General Discussion
In reply to the discussion: I Hereby Resign in Protest Effective Immediately [View all]noamnety
(20,234 posts)Enlisted under Reagan, had time in, then out, then in when I was recalled. Then was a contractor, and it took me a very long time to make that leap of walking away from a secure defense contractor job, and take a nondefense related job with a third of the pay.
For those wondering why it took him so long: First it seems the surveillance revelations from Snowden may have been the final straw for him. And for that, I give Snowden a lot of credit. When he went public with the whistleblowing, I thought it was a big issue - that everyone would ignore. I didn't fault him for revealing it, but I did fault him for being naive enough to think he could change anything. I am stunned actually to see that it's influencing the actions of both people at the top of the chain (congress) and people at the bottom (the workers).
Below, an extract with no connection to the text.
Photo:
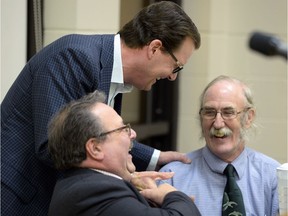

And second, for the people who think it's an immediate process: you enlist, you see one thing that feels off, you quit the next morning. Looking at the timing and knowing there's an 8 year enlistment contract (even if you are only serving 2 years active), he may have only been released from the national guard as recently as last year, depending on when his basic training began. Most likely, it was sometime during Obama's presidency at any rate - not something where he waited for Obama to become president just to screw him (uh, after waiting 5 years? seriously guys, that doesn't even make any sense.) That's not a thing you can exactly "resign" from. So the consequences are very different. As a soldier, it's not that I consciously decided "no, I'm not willing to go to jail to make a stand." It was just a thing I couldn't consider as a single parent. I didn't consider then reject it - I just didn't consider it an option to refuse orders, in the same way I don't consider stuffing my entire house into a backpack and carrying it around on my bicycle.
Beyond that, even if the enlistment was over, being on the contractor side gives you a fuller picture of the entire system and makes you consider the role of all the cogs, instead of just your own day to day smaller mission. It takes time to process all of that. It took me a lot of time, and I had a time of thinking "yeah, this probably isn't the most ethical job, but it's a job, and if I leave someone else will just fill it anyway." People upthread have expressed the same sentiment. No point in refusing to work for the defense department because someone else will just take over for you anyway. It takes a long time to work through ethics issues like that, when you have to weigh what you are doing with your life personally against the negative effects on you of walking away from a steady paycheck, if it doesn't even ultimately have an impact on the war machine.
I wonder if the people in this thread have all never had a bad relationship, a divorce or something lesser, where they knew they wanted out, but stayed for some length of time first. I wonder if they have any concept of how it is that women stay so long in abusive relationships - and what it takes to get them mentally to a decision point of taking action.